There was a clear case for the Reserve Bank of India (RBI) to make a few more moves against resurgent inflation in its monetary policy for 2008-09. Rising prices seem to have fed inflationary expectations, though there is admittedly no way of knowing for sure in India. These expectations could lead to demands for higher wages in the future as people try to protect their real earnings from the ravages of inflation. And that, in turn, may start an inflationary spiral that could conceivably harm long-term economic growth. Getting the inflation rate down to 5% (if not lower) is clearly top priority.
Illustration: Jayachandran / Mint
The central bank had already decided on 17 April on a two-step increase in the cash reserve ratio (CRR), which is the proportion of bank deposits that have to be compulsorily placed with RBI.
Governor Y.V. Reddy announced on Tuesday that there will be a further 25 basis points jump in CRR. This will both restrict the ability of banks to lend and eat into their margins. The result could be higher interest rates for business and consumer loans and, hence, the demand for them.
Of course, lower credit growth and higher interest rates are not the only tools likely to be used in the fight against inflation. The government could continue to back this up with export restrictions and lower duties on imports. Another small appreciation of the rupee is not unlikely, though this is something where RBI will not reveal its hand in advance.

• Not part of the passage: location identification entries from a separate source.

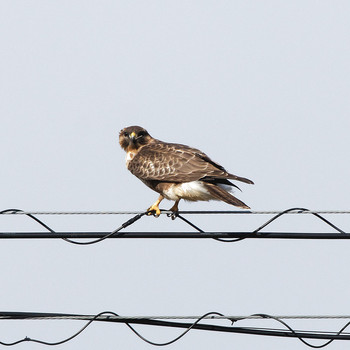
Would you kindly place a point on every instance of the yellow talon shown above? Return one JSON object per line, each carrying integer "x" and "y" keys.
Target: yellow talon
{"x": 154, "y": 209}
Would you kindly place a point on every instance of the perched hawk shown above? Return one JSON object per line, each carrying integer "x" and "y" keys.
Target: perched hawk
{"x": 176, "y": 171}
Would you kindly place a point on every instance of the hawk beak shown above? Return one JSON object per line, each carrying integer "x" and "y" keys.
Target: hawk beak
{"x": 133, "y": 137}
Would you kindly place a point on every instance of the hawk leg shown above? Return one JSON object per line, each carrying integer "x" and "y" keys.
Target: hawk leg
{"x": 175, "y": 209}
{"x": 154, "y": 208}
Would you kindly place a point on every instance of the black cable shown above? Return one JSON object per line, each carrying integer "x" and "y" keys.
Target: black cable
{"x": 241, "y": 235}
{"x": 291, "y": 333}
{"x": 108, "y": 235}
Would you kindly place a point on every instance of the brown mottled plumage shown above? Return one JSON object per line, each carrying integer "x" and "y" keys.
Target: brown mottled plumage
{"x": 176, "y": 171}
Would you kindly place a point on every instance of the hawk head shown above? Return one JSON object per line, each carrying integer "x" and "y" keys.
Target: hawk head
{"x": 133, "y": 137}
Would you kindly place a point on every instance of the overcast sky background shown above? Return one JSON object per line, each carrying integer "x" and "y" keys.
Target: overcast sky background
{"x": 261, "y": 86}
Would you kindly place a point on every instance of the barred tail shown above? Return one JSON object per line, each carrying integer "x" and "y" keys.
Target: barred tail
{"x": 222, "y": 195}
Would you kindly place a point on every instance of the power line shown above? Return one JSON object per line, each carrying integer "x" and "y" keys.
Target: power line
{"x": 184, "y": 212}
{"x": 163, "y": 321}
{"x": 220, "y": 236}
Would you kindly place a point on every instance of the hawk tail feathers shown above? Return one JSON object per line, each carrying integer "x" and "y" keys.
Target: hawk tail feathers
{"x": 222, "y": 195}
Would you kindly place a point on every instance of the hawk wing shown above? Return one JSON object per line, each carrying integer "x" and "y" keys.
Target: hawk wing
{"x": 171, "y": 162}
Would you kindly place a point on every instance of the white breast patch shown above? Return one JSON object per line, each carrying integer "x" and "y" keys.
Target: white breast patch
{"x": 191, "y": 191}
{"x": 129, "y": 156}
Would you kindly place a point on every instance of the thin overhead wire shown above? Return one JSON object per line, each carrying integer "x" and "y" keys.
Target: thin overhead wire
{"x": 163, "y": 211}
{"x": 163, "y": 321}
{"x": 185, "y": 212}
{"x": 219, "y": 236}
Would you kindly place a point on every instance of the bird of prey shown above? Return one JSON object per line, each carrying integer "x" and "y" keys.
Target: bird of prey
{"x": 176, "y": 171}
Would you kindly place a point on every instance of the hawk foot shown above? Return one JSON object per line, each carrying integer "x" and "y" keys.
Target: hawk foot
{"x": 175, "y": 210}
{"x": 153, "y": 210}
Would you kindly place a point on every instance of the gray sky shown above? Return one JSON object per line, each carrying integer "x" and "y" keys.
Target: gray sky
{"x": 261, "y": 87}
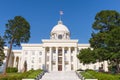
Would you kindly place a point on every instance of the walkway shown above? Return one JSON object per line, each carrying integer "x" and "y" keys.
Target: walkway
{"x": 69, "y": 75}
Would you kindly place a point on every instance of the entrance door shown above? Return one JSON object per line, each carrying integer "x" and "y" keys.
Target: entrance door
{"x": 59, "y": 67}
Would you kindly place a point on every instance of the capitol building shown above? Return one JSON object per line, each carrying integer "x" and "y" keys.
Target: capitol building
{"x": 55, "y": 54}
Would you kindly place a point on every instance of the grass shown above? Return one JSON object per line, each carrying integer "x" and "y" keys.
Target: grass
{"x": 89, "y": 74}
{"x": 18, "y": 76}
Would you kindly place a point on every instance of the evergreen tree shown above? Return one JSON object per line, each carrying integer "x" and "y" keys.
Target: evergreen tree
{"x": 17, "y": 32}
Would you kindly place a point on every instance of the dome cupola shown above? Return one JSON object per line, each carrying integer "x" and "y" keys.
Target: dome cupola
{"x": 60, "y": 31}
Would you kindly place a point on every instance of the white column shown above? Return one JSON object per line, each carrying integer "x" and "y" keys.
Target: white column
{"x": 56, "y": 58}
{"x": 75, "y": 59}
{"x": 63, "y": 61}
{"x": 105, "y": 66}
{"x": 50, "y": 60}
{"x": 19, "y": 64}
{"x": 69, "y": 52}
{"x": 14, "y": 62}
{"x": 44, "y": 59}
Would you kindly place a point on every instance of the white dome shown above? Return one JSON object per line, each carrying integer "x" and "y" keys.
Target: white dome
{"x": 60, "y": 31}
{"x": 60, "y": 28}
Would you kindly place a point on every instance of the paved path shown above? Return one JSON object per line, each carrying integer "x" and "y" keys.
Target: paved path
{"x": 69, "y": 75}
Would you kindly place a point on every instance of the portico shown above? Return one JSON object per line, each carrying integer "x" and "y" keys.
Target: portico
{"x": 59, "y": 53}
{"x": 60, "y": 57}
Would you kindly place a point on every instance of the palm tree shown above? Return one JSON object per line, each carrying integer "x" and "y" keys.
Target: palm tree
{"x": 17, "y": 32}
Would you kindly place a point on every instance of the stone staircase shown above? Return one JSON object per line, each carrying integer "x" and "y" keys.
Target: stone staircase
{"x": 59, "y": 75}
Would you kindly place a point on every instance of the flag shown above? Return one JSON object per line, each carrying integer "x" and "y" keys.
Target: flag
{"x": 61, "y": 12}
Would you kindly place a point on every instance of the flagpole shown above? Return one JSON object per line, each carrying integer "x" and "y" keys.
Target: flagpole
{"x": 61, "y": 13}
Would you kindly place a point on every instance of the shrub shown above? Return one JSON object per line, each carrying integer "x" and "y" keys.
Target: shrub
{"x": 11, "y": 70}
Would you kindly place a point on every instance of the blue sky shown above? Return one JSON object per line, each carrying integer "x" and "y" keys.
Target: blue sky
{"x": 43, "y": 15}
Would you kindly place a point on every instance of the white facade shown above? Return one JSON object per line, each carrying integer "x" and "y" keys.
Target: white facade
{"x": 55, "y": 54}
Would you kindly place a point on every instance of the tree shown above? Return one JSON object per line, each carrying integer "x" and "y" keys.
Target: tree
{"x": 2, "y": 55}
{"x": 17, "y": 32}
{"x": 86, "y": 56}
{"x": 105, "y": 40}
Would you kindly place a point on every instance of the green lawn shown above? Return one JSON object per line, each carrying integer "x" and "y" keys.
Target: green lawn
{"x": 19, "y": 76}
{"x": 100, "y": 76}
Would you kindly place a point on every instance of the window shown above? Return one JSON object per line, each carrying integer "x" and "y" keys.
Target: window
{"x": 54, "y": 58}
{"x": 40, "y": 60}
{"x": 39, "y": 66}
{"x": 32, "y": 61}
{"x": 54, "y": 51}
{"x": 72, "y": 58}
{"x": 26, "y": 52}
{"x": 59, "y": 36}
{"x": 65, "y": 51}
{"x": 47, "y": 58}
{"x": 40, "y": 53}
{"x": 32, "y": 66}
{"x": 33, "y": 53}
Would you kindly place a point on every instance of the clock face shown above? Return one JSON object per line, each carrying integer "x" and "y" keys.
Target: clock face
{"x": 59, "y": 36}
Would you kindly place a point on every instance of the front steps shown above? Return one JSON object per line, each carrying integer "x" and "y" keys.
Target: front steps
{"x": 59, "y": 75}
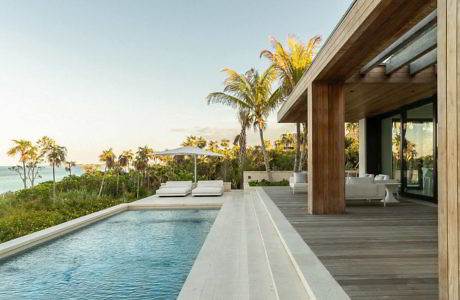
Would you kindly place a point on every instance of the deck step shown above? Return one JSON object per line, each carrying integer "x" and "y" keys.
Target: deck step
{"x": 287, "y": 281}
{"x": 261, "y": 285}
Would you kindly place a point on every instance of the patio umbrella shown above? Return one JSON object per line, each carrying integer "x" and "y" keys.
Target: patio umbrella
{"x": 191, "y": 151}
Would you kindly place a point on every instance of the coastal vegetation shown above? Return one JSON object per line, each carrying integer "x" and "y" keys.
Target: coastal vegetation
{"x": 132, "y": 175}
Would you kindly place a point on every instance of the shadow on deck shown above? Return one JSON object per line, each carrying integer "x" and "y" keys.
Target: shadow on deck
{"x": 373, "y": 252}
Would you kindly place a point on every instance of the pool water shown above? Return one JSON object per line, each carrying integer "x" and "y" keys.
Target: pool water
{"x": 133, "y": 255}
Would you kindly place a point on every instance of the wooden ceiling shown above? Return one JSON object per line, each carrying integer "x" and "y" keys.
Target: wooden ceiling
{"x": 377, "y": 93}
{"x": 369, "y": 28}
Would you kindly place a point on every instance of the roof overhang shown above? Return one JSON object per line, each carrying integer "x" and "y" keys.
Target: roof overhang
{"x": 368, "y": 28}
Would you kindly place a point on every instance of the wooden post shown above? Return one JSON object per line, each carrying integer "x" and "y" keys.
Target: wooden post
{"x": 326, "y": 158}
{"x": 448, "y": 139}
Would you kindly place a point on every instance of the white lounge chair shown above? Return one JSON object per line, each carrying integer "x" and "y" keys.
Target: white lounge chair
{"x": 209, "y": 188}
{"x": 175, "y": 188}
{"x": 363, "y": 188}
{"x": 298, "y": 182}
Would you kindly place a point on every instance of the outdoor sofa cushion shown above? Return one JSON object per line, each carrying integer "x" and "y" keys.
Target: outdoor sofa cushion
{"x": 209, "y": 188}
{"x": 175, "y": 188}
{"x": 363, "y": 188}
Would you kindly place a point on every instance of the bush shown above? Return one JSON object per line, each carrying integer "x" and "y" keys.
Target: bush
{"x": 264, "y": 182}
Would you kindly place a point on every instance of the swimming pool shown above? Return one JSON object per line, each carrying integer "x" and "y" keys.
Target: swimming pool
{"x": 144, "y": 254}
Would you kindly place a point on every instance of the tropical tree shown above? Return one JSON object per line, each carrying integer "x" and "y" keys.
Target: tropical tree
{"x": 55, "y": 155}
{"x": 194, "y": 141}
{"x": 290, "y": 64}
{"x": 252, "y": 92}
{"x": 245, "y": 120}
{"x": 69, "y": 166}
{"x": 24, "y": 149}
{"x": 108, "y": 158}
{"x": 141, "y": 162}
{"x": 125, "y": 158}
{"x": 33, "y": 166}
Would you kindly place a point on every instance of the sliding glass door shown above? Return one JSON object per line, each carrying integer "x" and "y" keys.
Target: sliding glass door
{"x": 419, "y": 173}
{"x": 407, "y": 149}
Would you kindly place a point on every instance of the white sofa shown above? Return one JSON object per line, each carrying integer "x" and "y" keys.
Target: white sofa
{"x": 175, "y": 188}
{"x": 363, "y": 188}
{"x": 209, "y": 188}
{"x": 298, "y": 182}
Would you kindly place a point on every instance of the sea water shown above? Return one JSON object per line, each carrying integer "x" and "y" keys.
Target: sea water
{"x": 10, "y": 180}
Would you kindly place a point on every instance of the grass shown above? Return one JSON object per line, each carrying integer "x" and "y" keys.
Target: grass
{"x": 33, "y": 209}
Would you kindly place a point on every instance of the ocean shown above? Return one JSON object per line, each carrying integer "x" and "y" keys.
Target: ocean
{"x": 10, "y": 180}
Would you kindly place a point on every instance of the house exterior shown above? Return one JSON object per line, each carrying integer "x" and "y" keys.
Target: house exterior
{"x": 392, "y": 66}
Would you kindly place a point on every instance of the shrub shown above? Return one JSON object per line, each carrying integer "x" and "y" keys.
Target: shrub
{"x": 264, "y": 182}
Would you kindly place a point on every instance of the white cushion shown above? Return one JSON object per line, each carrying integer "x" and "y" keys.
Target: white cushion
{"x": 173, "y": 191}
{"x": 208, "y": 190}
{"x": 178, "y": 183}
{"x": 210, "y": 183}
{"x": 300, "y": 177}
{"x": 360, "y": 180}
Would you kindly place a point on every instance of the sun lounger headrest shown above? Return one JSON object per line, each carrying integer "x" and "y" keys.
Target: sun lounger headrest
{"x": 178, "y": 183}
{"x": 217, "y": 183}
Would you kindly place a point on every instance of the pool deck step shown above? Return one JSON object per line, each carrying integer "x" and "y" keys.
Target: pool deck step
{"x": 287, "y": 281}
{"x": 232, "y": 262}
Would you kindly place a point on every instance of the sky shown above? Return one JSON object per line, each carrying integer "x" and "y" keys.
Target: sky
{"x": 95, "y": 74}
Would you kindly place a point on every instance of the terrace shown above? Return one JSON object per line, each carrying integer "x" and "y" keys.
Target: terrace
{"x": 371, "y": 251}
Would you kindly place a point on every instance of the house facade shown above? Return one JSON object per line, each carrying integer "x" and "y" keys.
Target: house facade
{"x": 392, "y": 66}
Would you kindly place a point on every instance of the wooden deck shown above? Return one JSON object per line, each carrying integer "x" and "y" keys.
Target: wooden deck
{"x": 374, "y": 252}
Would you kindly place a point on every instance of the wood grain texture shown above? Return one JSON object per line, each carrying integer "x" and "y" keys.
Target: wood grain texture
{"x": 448, "y": 148}
{"x": 326, "y": 157}
{"x": 373, "y": 252}
{"x": 358, "y": 39}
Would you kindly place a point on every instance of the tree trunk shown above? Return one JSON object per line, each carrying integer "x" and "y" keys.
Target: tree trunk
{"x": 54, "y": 185}
{"x": 25, "y": 177}
{"x": 138, "y": 175}
{"x": 242, "y": 155}
{"x": 297, "y": 149}
{"x": 118, "y": 176}
{"x": 102, "y": 185}
{"x": 304, "y": 154}
{"x": 266, "y": 161}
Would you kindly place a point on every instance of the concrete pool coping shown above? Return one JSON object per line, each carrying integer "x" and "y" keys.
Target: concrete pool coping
{"x": 251, "y": 251}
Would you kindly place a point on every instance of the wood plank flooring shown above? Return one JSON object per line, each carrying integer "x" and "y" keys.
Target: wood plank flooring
{"x": 374, "y": 252}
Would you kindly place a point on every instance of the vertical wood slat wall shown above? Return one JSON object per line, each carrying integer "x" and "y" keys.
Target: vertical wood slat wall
{"x": 326, "y": 157}
{"x": 448, "y": 137}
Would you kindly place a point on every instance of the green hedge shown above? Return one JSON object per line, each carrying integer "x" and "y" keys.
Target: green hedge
{"x": 264, "y": 182}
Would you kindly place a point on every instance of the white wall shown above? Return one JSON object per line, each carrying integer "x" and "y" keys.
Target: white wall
{"x": 362, "y": 147}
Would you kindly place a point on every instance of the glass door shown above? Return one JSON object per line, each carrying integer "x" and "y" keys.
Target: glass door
{"x": 419, "y": 169}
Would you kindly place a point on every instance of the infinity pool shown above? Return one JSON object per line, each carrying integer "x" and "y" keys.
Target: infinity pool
{"x": 133, "y": 255}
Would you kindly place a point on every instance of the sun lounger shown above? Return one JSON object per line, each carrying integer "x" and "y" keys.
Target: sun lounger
{"x": 209, "y": 188}
{"x": 175, "y": 188}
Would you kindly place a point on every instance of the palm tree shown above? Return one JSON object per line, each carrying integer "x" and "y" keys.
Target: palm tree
{"x": 244, "y": 118}
{"x": 70, "y": 164}
{"x": 107, "y": 157}
{"x": 56, "y": 156}
{"x": 141, "y": 162}
{"x": 289, "y": 66}
{"x": 194, "y": 141}
{"x": 252, "y": 92}
{"x": 24, "y": 149}
{"x": 125, "y": 158}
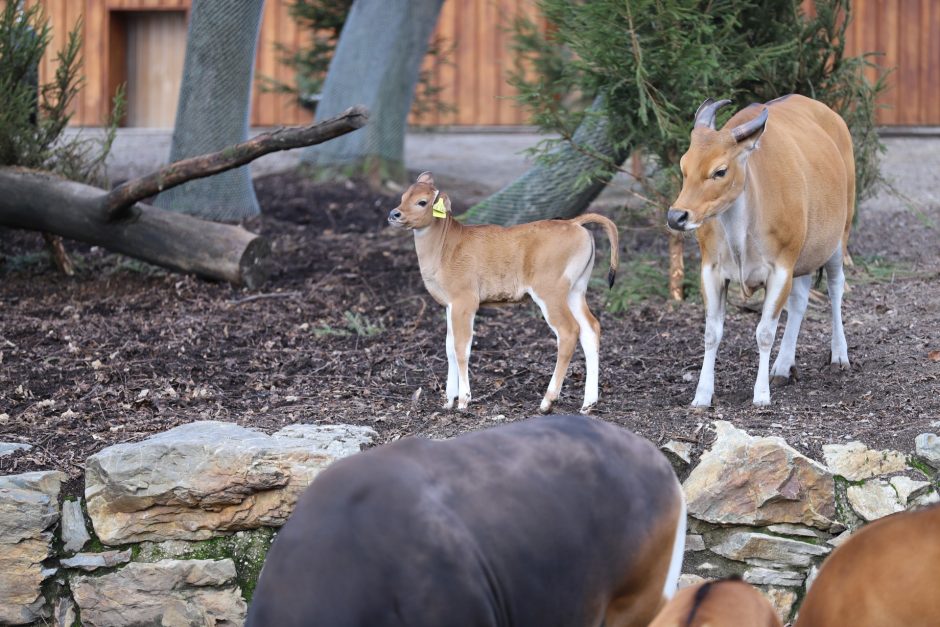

In this particular policy statement, the declarations of future intent are as important as the immediate changes in CRR. While there are the mandatory statements about supporting growth, maintaining financial stability and promoting financial inclusion, the main thrust of the typically long policy statement (79 pages, for the record) is on the problem of rising inflation.
One of the several criticisms against RBI is that it lacks clarity of purpose because it tries to shoot at too many moving targets at once. In its recent draft report, the Raghuram Rajan Committee on Financial Sector Reform has suggested that RBI should follow many other central banks and embrace inflation targeting as its primary goal. It is very unlikely that RBI is about to abandon its multiple goals and enshrine inflation control as its primary dharma.
But, for the moment, it does seem that inflation control has become its main concern — and with good reason.